Twenty teachers from U.S. and Russian high schools launched the 2008-2009 Critical Issues Forum (CIF) with the Teacher Development Workshop, which took place from December 4 to 6, 2008 at the James Martin Center for Nonproliferation Studies (CNS) in Monterey. The topic of this year’s CIF program is “Nuclear Disarmament: Challenges, Opportunities and Next Steps.” This topic is remarkably timely given the increasing momentum in nuclear disarmament debates in the United States and several other countries. CNS staff and experienced high school teachers collaborated to develop the curriculum and teaching materials for this year’s CIF topic, and introduced them at the workshop. Experts from CNS, the Graduate School of International Policy Studies of the Monterey Institute, and the Lawrence Livermore National Laboratory (LLNL) gave lectures sharing their expertise.

Teachers from high schools in California, Hawaii, Texas and Wisconsin attended, along with Russian teachers from the cities of Novouralsk and Zelenogorsk. Russian teachers will hold a parallel workshop in January in Novouralsk with the rest of the participating teachers from Russia’s closed nuclear cities: Lesnoy, Ozersk, Sarov, Seversk, Snezhinsk, Trekhgorniy, Zarechniy, and Zheleznogorsk.

The workshop consisted of three components: content-lectures by CNS experts and a guest speaker; instruction on how to conduct the CIF program with students; and a teacher-led discussion on how to further improve the program. The lectures included an overview of the current nuclear weapons status in the world, the basics of nuclear weapons technology, U.S. – Russia bilateral arms control and disarmament efforts, multilateral arms control and nuclear disarmament, and roles of civil society in nuclear disarmament. A panel discussion with three speakers, each representing a different stance on nuclear weapons policy, also stimulated participants to examine the intricacies of the nuclear weapons issue.

The topic for this year’s CIF program could not be more appropriate. The initiative taken by four preeminent former high-ranking U.S. officials—George Shultz, William Perry, Henry Kissinger and Sam Nunn—revitalized the momentum for nuclear disarmament, placing the issue on the mainstream policy agenda. Other countries, leaders, and civil society started voicing support for disarmament efforts, and this movement is significantly growing worldwide.

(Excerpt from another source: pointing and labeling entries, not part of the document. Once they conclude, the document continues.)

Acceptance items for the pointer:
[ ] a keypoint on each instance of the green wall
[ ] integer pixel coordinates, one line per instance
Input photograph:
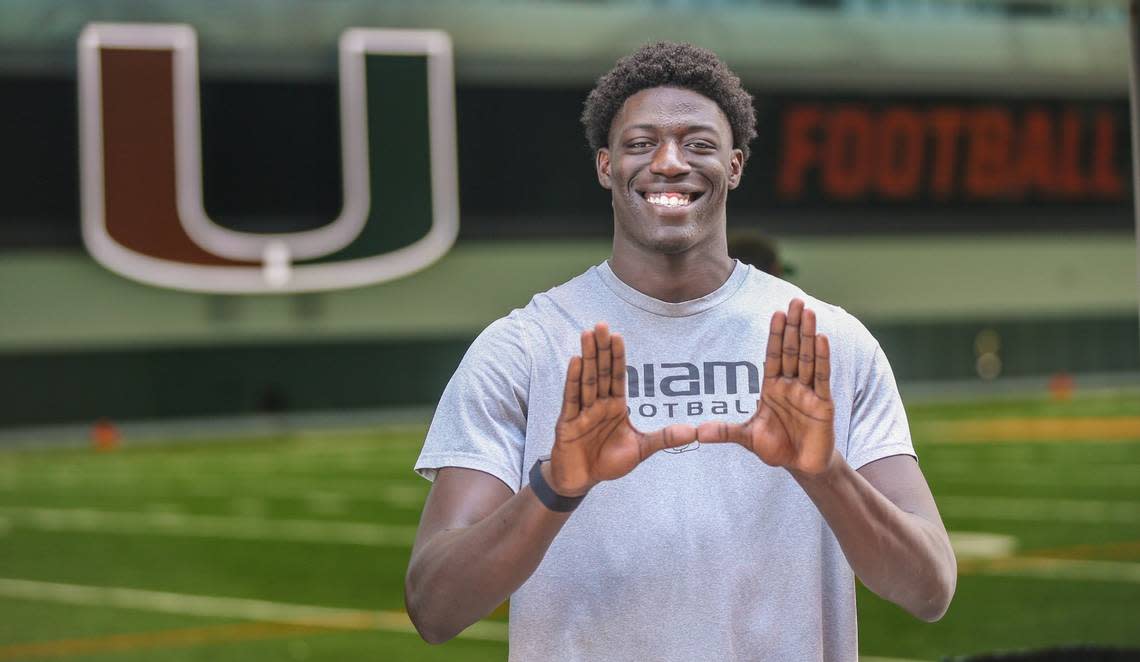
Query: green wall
(78, 342)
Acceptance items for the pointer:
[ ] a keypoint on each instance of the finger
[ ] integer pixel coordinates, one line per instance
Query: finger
(672, 436)
(721, 432)
(807, 349)
(604, 366)
(791, 337)
(571, 399)
(588, 369)
(822, 367)
(772, 354)
(618, 386)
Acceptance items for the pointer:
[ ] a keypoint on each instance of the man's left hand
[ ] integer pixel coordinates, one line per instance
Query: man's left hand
(794, 425)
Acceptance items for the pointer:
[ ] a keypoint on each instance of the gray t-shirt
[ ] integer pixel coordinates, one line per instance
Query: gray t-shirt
(707, 554)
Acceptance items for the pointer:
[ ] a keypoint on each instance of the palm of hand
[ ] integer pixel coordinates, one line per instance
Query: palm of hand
(594, 440)
(600, 444)
(794, 423)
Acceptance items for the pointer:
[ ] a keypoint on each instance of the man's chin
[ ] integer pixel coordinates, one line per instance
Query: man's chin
(672, 243)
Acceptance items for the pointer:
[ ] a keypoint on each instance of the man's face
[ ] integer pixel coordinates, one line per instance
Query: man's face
(669, 166)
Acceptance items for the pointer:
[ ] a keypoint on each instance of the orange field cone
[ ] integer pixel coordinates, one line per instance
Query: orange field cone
(105, 435)
(1061, 386)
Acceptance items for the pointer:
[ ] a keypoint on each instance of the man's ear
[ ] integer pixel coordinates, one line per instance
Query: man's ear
(735, 168)
(602, 165)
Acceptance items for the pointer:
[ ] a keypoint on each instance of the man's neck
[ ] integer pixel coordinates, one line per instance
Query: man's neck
(672, 278)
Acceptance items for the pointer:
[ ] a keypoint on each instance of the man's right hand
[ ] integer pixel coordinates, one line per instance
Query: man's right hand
(594, 440)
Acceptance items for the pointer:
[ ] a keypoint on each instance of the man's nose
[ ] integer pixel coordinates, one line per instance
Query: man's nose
(669, 160)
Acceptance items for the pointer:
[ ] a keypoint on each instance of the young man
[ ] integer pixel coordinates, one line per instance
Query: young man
(796, 465)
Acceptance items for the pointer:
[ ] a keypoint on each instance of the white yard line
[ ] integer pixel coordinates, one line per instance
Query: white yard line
(402, 495)
(1064, 569)
(210, 526)
(1023, 509)
(225, 607)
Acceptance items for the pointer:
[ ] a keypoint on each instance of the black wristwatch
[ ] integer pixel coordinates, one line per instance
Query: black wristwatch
(546, 493)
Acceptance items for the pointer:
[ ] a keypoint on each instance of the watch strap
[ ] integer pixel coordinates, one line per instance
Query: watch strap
(546, 493)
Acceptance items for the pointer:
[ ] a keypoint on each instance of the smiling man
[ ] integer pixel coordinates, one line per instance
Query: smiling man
(787, 467)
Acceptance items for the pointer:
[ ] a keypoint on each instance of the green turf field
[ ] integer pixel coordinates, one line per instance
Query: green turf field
(294, 547)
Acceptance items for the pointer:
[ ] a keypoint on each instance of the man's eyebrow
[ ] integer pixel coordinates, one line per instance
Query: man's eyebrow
(656, 127)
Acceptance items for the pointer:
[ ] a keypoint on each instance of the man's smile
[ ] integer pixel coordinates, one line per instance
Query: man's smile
(672, 198)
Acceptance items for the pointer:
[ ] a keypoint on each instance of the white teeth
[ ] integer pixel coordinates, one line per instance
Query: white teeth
(668, 199)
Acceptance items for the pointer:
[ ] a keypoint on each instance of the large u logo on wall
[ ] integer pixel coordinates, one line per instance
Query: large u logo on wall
(140, 154)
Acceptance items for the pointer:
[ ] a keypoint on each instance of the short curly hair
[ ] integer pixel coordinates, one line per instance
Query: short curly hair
(672, 65)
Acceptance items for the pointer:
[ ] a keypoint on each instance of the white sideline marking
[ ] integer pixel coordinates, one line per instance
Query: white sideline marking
(970, 545)
(211, 526)
(1067, 569)
(408, 495)
(222, 607)
(1082, 511)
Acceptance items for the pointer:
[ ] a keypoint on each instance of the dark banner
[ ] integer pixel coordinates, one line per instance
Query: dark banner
(822, 164)
(958, 153)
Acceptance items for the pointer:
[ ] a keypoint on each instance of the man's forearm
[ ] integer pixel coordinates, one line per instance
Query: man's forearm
(901, 556)
(459, 575)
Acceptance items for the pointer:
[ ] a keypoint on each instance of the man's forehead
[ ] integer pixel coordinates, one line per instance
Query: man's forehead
(669, 107)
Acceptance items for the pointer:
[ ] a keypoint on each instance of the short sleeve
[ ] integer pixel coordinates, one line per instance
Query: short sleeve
(878, 421)
(480, 422)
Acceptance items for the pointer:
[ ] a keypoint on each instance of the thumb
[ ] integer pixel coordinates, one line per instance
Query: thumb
(721, 432)
(672, 436)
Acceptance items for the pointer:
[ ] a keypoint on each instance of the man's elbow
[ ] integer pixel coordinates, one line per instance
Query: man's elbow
(938, 596)
(429, 626)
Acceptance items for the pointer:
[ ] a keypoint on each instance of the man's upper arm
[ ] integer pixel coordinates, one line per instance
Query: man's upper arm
(900, 479)
(458, 498)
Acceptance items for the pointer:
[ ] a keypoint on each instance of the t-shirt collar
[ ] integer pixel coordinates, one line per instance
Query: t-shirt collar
(667, 309)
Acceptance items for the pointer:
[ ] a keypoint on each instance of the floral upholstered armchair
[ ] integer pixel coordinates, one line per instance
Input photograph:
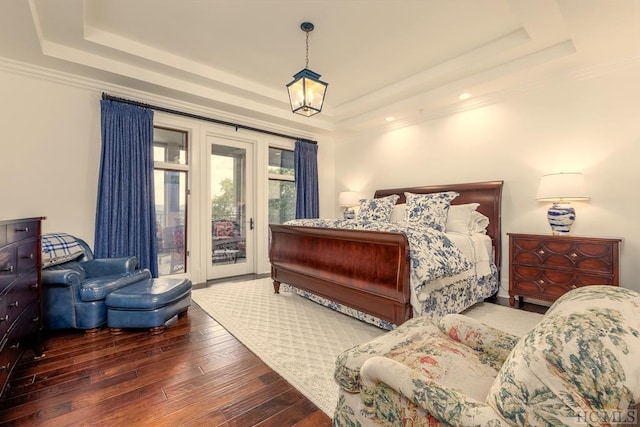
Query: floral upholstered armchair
(579, 366)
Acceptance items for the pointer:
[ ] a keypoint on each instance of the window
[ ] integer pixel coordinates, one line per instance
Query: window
(170, 178)
(282, 187)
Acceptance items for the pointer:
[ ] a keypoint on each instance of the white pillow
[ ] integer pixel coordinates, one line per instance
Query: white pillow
(398, 212)
(377, 209)
(478, 223)
(459, 218)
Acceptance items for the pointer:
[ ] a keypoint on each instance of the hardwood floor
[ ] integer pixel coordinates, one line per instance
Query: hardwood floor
(195, 373)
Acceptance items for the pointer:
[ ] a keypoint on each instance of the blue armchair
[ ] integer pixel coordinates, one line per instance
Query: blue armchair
(75, 284)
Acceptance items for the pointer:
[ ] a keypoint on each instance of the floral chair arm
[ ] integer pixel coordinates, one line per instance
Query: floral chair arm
(444, 403)
(494, 344)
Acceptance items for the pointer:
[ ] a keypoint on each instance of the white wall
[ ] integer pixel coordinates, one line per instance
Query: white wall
(50, 158)
(49, 153)
(589, 125)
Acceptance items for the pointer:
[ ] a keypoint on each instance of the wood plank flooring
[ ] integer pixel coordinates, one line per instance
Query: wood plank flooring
(193, 374)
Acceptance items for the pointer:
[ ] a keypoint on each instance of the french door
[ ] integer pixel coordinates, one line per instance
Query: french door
(231, 207)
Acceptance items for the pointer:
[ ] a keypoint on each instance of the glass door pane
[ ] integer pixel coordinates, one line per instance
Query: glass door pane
(231, 220)
(171, 198)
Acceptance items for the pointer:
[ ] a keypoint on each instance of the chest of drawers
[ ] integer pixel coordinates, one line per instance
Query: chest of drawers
(20, 292)
(545, 267)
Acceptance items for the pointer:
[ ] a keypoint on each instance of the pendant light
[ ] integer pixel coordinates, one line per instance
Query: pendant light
(306, 91)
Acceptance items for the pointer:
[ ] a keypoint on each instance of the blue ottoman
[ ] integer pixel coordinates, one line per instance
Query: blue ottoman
(148, 304)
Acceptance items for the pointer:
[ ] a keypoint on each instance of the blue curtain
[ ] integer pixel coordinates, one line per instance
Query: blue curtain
(125, 213)
(306, 176)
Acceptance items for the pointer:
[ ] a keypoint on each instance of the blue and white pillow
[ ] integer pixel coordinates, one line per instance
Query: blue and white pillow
(429, 210)
(58, 248)
(377, 209)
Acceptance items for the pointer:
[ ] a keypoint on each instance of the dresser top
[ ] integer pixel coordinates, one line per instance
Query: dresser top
(12, 221)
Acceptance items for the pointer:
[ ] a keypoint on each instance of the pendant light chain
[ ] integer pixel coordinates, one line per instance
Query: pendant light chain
(307, 63)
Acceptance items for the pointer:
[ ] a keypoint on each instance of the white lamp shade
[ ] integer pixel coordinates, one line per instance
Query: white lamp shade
(348, 198)
(562, 187)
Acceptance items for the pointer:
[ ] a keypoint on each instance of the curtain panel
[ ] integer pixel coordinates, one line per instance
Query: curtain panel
(125, 213)
(306, 176)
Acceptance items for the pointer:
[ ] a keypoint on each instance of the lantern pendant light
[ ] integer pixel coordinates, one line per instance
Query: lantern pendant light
(306, 91)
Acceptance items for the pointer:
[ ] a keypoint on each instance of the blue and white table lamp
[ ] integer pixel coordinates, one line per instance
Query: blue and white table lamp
(561, 189)
(348, 200)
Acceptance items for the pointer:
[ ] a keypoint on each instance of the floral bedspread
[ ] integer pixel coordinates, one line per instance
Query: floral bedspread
(433, 255)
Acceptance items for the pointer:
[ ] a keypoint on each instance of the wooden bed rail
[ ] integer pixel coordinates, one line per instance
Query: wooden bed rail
(366, 270)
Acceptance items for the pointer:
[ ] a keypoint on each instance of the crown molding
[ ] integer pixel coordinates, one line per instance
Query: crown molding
(98, 86)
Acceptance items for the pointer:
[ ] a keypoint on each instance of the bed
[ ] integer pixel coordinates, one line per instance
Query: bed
(368, 273)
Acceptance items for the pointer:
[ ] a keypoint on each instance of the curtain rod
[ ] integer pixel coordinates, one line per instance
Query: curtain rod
(105, 96)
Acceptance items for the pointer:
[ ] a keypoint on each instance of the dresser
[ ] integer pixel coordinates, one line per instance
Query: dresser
(20, 292)
(544, 267)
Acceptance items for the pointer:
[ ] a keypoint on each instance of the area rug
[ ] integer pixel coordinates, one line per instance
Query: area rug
(300, 339)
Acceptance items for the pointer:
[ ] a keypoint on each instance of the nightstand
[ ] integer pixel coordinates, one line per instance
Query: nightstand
(544, 267)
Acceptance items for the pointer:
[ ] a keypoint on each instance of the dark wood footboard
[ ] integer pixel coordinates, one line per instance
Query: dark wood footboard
(365, 270)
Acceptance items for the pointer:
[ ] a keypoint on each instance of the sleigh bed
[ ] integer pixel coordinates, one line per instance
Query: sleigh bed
(368, 273)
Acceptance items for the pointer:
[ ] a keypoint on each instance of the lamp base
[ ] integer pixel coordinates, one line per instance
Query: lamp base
(561, 217)
(349, 213)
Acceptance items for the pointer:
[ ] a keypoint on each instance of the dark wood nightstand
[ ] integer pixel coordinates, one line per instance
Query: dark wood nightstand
(545, 267)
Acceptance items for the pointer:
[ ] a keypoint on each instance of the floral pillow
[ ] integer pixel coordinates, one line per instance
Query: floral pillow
(377, 209)
(429, 210)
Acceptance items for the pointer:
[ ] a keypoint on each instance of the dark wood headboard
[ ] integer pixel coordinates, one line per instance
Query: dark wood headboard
(488, 194)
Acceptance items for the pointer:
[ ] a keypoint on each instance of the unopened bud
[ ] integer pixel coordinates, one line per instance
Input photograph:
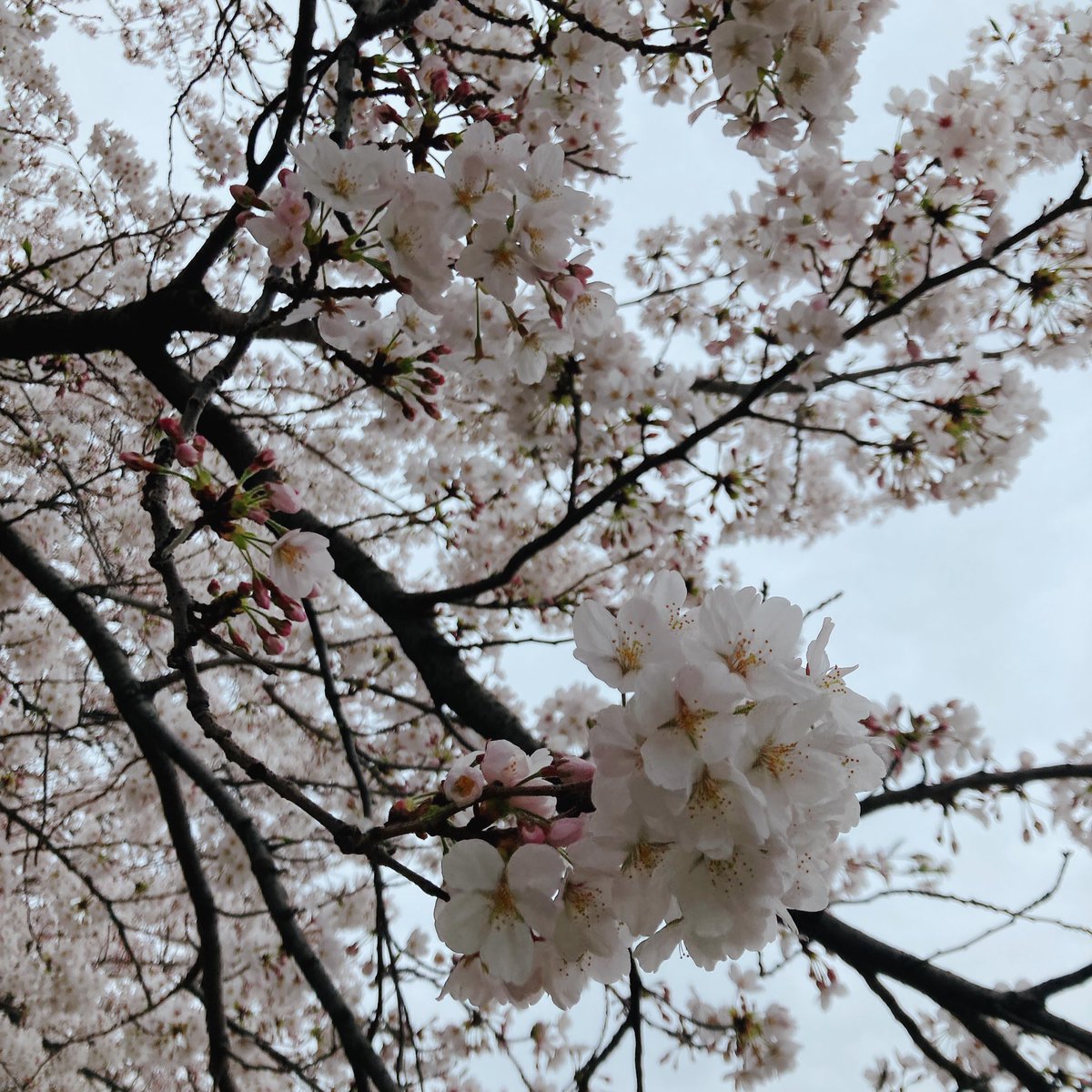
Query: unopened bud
(266, 460)
(173, 427)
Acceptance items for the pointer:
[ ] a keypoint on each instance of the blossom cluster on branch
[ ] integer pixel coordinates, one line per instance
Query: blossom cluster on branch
(370, 250)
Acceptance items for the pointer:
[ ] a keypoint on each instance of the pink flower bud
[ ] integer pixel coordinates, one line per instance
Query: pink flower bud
(582, 273)
(574, 771)
(465, 782)
(187, 454)
(283, 498)
(272, 643)
(262, 594)
(568, 288)
(289, 607)
(247, 197)
(173, 427)
(266, 460)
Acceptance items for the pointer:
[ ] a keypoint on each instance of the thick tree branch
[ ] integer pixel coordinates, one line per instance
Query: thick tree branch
(159, 743)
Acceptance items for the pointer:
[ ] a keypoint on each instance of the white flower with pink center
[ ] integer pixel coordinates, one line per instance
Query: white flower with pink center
(497, 906)
(299, 562)
(617, 649)
(464, 782)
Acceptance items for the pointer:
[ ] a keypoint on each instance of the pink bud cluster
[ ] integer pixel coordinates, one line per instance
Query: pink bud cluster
(283, 572)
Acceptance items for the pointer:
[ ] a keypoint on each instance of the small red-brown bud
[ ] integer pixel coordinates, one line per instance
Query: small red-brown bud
(137, 462)
(173, 427)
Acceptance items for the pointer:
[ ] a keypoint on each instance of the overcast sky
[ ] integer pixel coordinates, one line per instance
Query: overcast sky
(991, 606)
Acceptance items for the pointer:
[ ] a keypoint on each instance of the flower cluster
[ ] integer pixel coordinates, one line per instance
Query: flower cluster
(716, 790)
(500, 216)
(292, 568)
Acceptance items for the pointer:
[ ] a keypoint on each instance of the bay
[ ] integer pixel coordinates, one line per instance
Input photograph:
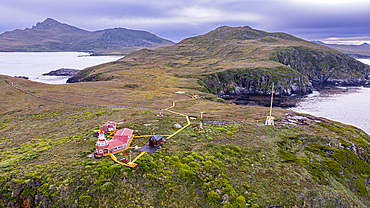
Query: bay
(34, 64)
(346, 105)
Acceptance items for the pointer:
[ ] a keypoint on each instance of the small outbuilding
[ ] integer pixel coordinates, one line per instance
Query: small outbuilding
(155, 140)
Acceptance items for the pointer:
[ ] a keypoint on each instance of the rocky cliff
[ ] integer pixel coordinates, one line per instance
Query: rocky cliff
(240, 61)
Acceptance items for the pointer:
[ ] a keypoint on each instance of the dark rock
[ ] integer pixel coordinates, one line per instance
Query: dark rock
(62, 72)
(23, 77)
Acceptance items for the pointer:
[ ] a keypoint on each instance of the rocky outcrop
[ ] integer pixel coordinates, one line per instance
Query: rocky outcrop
(324, 67)
(62, 72)
(257, 81)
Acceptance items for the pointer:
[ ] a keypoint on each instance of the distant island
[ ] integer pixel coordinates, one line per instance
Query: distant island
(356, 51)
(51, 35)
(62, 72)
(233, 160)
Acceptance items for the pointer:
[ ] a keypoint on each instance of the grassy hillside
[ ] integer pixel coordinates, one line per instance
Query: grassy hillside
(303, 161)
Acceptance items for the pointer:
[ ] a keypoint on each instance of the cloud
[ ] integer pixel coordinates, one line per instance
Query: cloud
(179, 19)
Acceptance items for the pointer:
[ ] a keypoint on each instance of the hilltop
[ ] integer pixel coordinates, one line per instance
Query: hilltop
(51, 35)
(48, 132)
(241, 61)
(357, 51)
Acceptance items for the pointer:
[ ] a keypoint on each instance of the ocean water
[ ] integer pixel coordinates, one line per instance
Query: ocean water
(34, 64)
(346, 105)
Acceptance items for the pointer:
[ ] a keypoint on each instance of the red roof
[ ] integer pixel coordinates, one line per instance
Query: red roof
(114, 143)
(123, 135)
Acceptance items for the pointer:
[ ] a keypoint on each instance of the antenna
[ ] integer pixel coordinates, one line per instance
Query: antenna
(269, 119)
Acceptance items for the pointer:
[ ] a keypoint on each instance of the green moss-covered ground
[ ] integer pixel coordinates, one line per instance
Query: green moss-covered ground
(243, 164)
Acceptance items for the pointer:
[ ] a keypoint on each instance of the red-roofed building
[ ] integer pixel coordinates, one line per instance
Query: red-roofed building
(108, 127)
(119, 142)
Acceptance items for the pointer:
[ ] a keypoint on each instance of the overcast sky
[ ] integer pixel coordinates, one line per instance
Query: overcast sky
(325, 20)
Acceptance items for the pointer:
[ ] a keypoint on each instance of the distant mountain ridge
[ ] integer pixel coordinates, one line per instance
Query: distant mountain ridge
(356, 51)
(51, 35)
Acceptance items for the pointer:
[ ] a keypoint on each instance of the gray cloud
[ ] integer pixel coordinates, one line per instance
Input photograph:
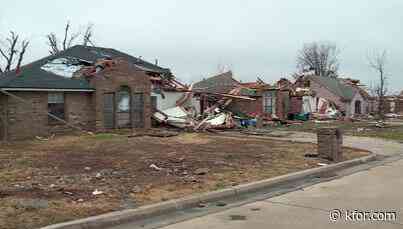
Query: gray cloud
(256, 38)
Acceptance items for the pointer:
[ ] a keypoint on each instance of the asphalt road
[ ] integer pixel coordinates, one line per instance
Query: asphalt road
(361, 200)
(378, 191)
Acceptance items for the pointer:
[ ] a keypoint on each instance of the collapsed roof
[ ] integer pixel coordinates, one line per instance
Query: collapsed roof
(222, 83)
(335, 85)
(56, 71)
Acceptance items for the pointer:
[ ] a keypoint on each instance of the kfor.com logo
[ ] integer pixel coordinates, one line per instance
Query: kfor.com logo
(362, 215)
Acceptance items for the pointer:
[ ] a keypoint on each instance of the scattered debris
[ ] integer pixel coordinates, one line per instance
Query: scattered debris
(237, 217)
(221, 204)
(311, 155)
(153, 166)
(201, 205)
(97, 192)
(201, 171)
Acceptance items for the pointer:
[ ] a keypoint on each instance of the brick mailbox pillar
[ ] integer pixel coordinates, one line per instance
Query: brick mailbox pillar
(330, 142)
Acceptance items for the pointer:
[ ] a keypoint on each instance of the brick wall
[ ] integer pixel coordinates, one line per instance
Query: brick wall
(111, 80)
(398, 101)
(78, 111)
(296, 104)
(25, 120)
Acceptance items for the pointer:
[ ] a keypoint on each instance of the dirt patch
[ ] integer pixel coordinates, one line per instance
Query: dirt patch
(81, 176)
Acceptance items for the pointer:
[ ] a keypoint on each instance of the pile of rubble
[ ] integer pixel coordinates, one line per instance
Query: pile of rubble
(215, 116)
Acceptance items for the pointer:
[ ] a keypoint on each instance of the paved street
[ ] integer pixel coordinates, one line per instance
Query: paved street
(379, 188)
(376, 189)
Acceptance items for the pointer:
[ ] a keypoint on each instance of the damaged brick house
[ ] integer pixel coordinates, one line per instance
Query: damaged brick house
(346, 95)
(271, 102)
(88, 87)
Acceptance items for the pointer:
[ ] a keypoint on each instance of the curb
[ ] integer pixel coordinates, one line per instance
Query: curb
(125, 216)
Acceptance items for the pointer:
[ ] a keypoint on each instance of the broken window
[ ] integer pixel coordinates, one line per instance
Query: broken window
(56, 106)
(124, 100)
(269, 102)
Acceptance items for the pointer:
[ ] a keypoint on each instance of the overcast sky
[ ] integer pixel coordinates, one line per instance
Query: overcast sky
(193, 38)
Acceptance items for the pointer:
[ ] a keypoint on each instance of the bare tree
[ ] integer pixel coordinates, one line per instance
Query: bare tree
(69, 39)
(377, 62)
(321, 57)
(87, 37)
(11, 50)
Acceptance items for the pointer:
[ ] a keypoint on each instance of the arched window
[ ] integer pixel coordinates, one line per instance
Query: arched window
(124, 99)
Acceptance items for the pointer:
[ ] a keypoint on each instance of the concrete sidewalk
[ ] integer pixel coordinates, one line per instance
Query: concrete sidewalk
(379, 188)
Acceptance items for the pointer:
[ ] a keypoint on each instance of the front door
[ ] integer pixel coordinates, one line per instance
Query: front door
(138, 110)
(123, 108)
(357, 107)
(109, 110)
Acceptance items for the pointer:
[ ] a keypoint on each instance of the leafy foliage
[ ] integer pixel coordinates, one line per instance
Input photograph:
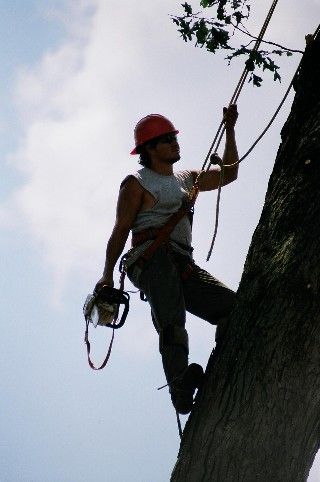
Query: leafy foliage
(215, 33)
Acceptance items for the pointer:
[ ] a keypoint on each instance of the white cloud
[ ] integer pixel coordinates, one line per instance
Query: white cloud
(78, 106)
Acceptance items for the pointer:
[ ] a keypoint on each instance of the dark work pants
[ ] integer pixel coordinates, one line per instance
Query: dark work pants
(170, 296)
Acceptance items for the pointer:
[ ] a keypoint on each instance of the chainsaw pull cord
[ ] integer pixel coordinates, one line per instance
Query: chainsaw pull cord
(221, 129)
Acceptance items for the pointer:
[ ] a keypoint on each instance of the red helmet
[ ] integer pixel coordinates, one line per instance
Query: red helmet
(151, 126)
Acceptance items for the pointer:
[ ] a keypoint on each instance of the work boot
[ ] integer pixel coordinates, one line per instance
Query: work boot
(182, 390)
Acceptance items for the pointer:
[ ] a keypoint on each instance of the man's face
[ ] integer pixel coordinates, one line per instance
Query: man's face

The CIF program’s goal is consistent with the CNS mission to train the next generation of nonproliferation specialists and raise global public awareness on weapons of mass destruction (WMD) issues. High school students rarely have an opportunity to study nonproliferation and disarmament of WMD. The CIF program provides high school students with a precious opportunity to study international security and WMD issues, aiming to make an impact in securing a more peaceful world in the future.

A world free of nuclear weapons proposed by these four statesmen can only be realized if the growing disarmament movement is inherited and implemented by the next generation of leaders. In that sense, disarmament and nonproliferation education for young people, including high school students, is one of the most important measures to enhance peace and security in the world.

The participating teachers in the workshop will take what they have learned from the content lectures and each other to work with their students during the next semester on the topic of nuclear disarmament. The teachers and students will return to Monterey in April 2009 to present their findings at the cross-cultural student-teacher conference, the highlight of the year-long program.

CNS thanks the following for their support of the CIF Teacher Development Workshop: the U.S. Department of Energy and the Ford Foundation.